Pondering a blue-sky scenario helps to clarify what a company’s long-term objectives should be. For example, say your company could pick one data-wish to come true. What wish would it be?
Off the top of your head, I’m guessing you wouldn’t answer “transform our architecture so that it’s data-centric.” But maybe that should be your answer.
Companies ultimately all want the same things when it comes to data:
- The right data
- In the right place
- In the right format
- For the right purpose
- At the right time.
Unfortunately, the likelihood that companies will ultimately get the data they want that meets all of these parameters is rather slim at the moment. Often, when it comes to data, companies “make it work.” They generate, collect, or acquire some data that can be made somewhat useful, and refine and analyze it enough to extract some value from it. And they manage the kinds of data using a rough data lifecycle approach to keep extracting that value from it.
Part of the reason for this status quo is that creating and managing quality data is hard work. For most, it’s harder than it should be.
Most companies haven’t found, believed in, or focused on a way to make the work easier. But some have made easier data integration, quality, and management work possible. Ask me for a list of case studies if you’re interested.
Observational bias and the data quality challenge
When I was a research fellow at the Center for Technology and Innovation at PwC back in 2009, I had an ex-Stanford Research Institute boss who always started with first principles and blue-sky scenarios. He taught us to do divergent research first, then convergent.
In 2009, he asked us to research what the challenge of business intelligence was. After research, we decided the biggest challenge was data integration, true integration. After more in-depth research, we agreed the best solution to the integration problem was web semantics, i.e., smarter data modeled using standard, semantic graphs. Today they’re called knowledge graphs.
If you consider all the types of bias that occur in data and how it’s analyzed, observational bias is one of the most common and pervasive. You don’t just need a lot of observations to solve that kind of bias problem. You need a fuller picture of the problem landscape to find the right questions to ask and be open to how to answer those questions. For that reason, discoverability and richness in data is key.
Also, the answer can’t be supplied with quantitative data alone. Qualitative data often provides a means of capturing context for what data you should collect, and how.
One of the interviews we conducted in 2009 was with Doug Lenat, head of Cycorp. Doug described the observational bias problem this way: You’re looking for your keys under the lamppost because that’s where the light is. The challenge is to put the light in more places, with the help of smarter data and large-scale integration and interoperation.
Ten ways to simplify data quality and sharing efforts
True data quality simplification requires a transformation of both code and data because the two are inextricably linked. Code sprawl and data siloing both imply bad habits that should be the exception, rather than the norm.
- Transform your data architecture. Today’s “modern” architectures tend to carry a load of legacy baggage from previous generations.
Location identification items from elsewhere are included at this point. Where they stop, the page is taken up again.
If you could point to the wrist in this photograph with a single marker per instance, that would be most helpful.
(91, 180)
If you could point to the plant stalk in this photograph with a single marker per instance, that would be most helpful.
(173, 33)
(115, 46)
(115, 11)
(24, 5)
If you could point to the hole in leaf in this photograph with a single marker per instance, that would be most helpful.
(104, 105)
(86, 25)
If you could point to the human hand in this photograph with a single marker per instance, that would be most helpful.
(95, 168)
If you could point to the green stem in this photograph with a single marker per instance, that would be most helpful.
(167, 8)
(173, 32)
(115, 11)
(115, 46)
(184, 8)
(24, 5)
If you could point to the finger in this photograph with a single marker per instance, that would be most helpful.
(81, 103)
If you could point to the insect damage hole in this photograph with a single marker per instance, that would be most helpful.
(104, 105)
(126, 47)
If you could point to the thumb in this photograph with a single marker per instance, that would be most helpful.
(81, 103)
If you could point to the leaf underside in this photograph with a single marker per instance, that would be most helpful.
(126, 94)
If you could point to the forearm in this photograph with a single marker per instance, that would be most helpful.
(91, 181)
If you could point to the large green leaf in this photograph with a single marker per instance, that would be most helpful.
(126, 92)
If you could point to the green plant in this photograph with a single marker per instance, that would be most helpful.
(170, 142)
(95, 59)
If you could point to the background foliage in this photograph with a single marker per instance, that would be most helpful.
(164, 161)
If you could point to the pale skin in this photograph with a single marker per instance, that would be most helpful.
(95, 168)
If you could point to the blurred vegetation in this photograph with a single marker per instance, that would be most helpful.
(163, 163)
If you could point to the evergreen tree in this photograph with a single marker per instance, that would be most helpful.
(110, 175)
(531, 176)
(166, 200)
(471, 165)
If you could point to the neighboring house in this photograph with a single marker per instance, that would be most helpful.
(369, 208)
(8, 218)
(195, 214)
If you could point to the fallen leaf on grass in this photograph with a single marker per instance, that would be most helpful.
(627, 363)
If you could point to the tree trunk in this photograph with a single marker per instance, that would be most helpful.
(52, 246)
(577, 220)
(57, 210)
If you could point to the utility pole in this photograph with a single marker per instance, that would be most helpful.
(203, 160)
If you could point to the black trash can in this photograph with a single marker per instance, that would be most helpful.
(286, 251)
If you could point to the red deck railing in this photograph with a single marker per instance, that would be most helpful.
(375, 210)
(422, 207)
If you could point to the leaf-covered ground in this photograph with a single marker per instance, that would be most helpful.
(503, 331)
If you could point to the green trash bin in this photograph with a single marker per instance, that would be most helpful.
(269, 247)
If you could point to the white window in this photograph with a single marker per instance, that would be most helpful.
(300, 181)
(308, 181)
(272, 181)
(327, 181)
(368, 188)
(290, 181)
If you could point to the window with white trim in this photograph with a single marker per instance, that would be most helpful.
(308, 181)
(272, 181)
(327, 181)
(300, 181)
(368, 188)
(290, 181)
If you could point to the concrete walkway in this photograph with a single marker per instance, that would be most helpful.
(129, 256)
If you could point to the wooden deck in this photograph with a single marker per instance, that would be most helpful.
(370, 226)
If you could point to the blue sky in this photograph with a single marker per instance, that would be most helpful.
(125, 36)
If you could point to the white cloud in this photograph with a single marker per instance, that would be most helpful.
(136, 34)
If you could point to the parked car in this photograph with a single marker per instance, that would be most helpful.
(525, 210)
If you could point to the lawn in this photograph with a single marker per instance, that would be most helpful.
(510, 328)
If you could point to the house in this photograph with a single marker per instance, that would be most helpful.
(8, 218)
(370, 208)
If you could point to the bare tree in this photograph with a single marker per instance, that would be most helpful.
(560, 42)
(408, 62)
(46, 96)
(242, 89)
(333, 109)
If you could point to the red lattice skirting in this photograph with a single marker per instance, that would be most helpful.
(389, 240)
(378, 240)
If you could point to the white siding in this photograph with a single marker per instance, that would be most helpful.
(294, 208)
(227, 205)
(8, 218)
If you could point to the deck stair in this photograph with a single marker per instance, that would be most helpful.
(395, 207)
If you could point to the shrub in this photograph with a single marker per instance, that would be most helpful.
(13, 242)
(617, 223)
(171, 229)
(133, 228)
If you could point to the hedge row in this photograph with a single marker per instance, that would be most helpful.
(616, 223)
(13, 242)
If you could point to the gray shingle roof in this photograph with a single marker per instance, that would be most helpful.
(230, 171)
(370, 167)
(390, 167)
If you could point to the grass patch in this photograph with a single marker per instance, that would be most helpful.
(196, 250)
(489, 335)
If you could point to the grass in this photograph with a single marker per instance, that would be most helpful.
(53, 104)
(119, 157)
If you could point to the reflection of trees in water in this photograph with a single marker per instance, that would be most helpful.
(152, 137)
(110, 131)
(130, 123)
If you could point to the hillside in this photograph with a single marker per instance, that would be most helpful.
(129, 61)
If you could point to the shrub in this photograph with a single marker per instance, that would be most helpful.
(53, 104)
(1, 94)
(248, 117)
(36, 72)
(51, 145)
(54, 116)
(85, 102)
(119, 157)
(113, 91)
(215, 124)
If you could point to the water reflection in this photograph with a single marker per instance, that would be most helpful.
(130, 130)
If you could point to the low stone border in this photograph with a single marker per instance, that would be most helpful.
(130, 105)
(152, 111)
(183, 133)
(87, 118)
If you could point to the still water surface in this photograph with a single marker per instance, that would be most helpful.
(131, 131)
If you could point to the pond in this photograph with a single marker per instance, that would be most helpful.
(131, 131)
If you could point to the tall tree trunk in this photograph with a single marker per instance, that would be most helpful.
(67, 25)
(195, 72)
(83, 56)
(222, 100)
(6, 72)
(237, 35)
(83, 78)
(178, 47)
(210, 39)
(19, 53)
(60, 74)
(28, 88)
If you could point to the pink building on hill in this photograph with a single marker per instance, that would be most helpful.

It’s best to sidestep this baggage and build a parallel system that innovates at the data layer.
- Design to eliminate code waste and data duplication. Code that should be reusable is trapped in applications.
- Think knowledge graphs instead of data lakehouses. Quality data is knowledge and logic enriched. All types of heterogeneous data can be brought together and managed via knowledge graphs.
- Make zero-copy integration a goal. When it comes to new projects, assume locally owned and controlled data that’s reusable at the source. Design apps to use others’ data. Share data via named graphs rather than APIs. That’s the SOLID approach Tim Berners-Lee envisions, one that also enables zero-copy integration and management.
- Focus on semantics up front, and refine semantics in mid-stream. Semantics is the art and science of meaning. When it comes to digital data, shared semantics forms a bridge between users and between machines and users. Smart data includes semantics, which allows a fuller picture of the problem and the solution to be painted in terms of the environment.
- Integrate using graphs instead of tables only. Graphs are well-articulated and easily extensible. Table-to-graph conversion is straightforward.
- Expose and articulate relationships between entities. Ironically, most relational databases treat relationships as second-class entities. Thinking and working in graphs makes it possible to contextualize your data.
- Use an extensible graph data model as the mother of your data children for integration. Other models are useful for other purposes, not large-scale integration and interoperation.
- Rationalize your SaaSes and internal applications. Adding more SaaSes to your subscription list adds unnecessary complexity. Do you really want to struggle to use your own data?
- Map your future organization to a semantic data lifecycle. A data lifecycle such as Terpsichore, for example, suggests a need to commit to smart, contextualized data and contextual computing–what DARPA calls the Third Wave of AI.